OUR parting at this time was the most painful moment of my life. I had my work to do in Boston. I could earn nothing out on the plain, so I must go, but I promised it would not be for long. In my heart I determined that the remainder of her life should be freer from care and fuller of joy. I resolved to make a home for her in some more hospitable land, but the cling of her arms to my neck remained with me many days.

She gained slowly, and a year later was able to revisit the scenes of her girlhood in Wisconsin. In two years she was able to go to California with me.

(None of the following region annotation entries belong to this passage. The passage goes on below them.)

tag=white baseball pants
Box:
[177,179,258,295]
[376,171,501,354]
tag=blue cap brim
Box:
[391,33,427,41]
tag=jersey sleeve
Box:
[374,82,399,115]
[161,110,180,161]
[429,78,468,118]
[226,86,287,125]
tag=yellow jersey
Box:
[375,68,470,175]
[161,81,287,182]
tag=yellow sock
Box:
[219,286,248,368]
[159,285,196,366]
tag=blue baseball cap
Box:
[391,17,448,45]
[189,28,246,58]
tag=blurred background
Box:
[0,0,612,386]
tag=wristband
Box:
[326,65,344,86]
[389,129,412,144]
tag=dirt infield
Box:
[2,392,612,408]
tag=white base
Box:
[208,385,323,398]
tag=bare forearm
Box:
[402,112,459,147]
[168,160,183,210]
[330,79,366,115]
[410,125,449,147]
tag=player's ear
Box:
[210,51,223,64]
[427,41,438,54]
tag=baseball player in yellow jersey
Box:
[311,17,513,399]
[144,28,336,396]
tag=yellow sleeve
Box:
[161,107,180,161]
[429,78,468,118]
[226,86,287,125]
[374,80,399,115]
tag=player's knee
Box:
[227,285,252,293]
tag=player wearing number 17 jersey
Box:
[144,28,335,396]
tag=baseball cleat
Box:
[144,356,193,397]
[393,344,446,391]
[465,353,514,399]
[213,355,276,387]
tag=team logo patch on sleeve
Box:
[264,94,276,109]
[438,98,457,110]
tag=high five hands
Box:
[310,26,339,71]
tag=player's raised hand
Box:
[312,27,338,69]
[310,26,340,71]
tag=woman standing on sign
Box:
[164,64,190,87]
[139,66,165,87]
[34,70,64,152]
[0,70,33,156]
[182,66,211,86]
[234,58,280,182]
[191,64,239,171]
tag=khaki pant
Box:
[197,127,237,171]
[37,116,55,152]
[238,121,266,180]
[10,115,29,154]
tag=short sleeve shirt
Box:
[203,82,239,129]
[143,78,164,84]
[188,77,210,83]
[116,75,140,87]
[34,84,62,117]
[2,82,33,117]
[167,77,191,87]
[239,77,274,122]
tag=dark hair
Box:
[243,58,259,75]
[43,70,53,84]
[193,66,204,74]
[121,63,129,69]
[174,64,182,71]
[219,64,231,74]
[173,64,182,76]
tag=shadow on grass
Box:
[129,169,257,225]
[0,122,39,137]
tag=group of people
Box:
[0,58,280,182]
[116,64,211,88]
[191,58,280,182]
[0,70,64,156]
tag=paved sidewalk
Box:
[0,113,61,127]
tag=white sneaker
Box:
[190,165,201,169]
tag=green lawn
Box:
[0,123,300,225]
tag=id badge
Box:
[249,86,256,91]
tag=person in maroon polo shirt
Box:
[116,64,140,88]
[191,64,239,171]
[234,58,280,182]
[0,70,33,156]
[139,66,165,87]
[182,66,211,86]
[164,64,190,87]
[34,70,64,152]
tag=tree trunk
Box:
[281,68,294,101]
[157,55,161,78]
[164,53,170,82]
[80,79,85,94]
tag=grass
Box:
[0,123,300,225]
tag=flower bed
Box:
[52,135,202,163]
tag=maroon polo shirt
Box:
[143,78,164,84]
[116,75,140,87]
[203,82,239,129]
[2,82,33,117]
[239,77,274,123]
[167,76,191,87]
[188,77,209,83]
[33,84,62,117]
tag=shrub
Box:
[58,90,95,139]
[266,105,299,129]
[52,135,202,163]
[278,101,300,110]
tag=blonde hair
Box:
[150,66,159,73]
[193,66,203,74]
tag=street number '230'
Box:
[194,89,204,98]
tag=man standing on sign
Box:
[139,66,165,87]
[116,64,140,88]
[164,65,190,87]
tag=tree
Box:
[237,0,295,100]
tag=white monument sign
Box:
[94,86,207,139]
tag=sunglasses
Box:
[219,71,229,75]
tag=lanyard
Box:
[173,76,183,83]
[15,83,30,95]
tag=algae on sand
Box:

She visited the World’s Fair in Chicago, and her sons wheeled her about the grounds as if to say: “Mother, you have pioneered enough; henceforth fold your hands and rest and be happy.”

She entered now upon another joy—the quiet joy of reminiscence, for the old hard days of pioneering on the Iowa prairie grew mellow with remembered sunshine—the storms grew faint and vague. She loved to sit and dream of the past. She loved to recall old faces, and to hear us tell of old times and old neighbors. Beside the glow of her fire she had a keen delight in the soughing of the winds in the grim pines of Wisconsin, the flame of lightning in the cyclonic nights in Iowa, and the howling blasts of stern blizzards on the wide Dakota sod. She came back to old friends in “the Coolly Country of Wisconsin,” and there her sons built a roomy house about her. They put nice rugs under her feet and new silver on her table. It was all on a very humble scale, but it made her eyes misty with happy tears. For eleven years after her first stroke she lived with us in this way—or we with her. And my father, was glad of the shelter and the comfort, for he, too, admitted growing age and joined with his sons in making the wife happy.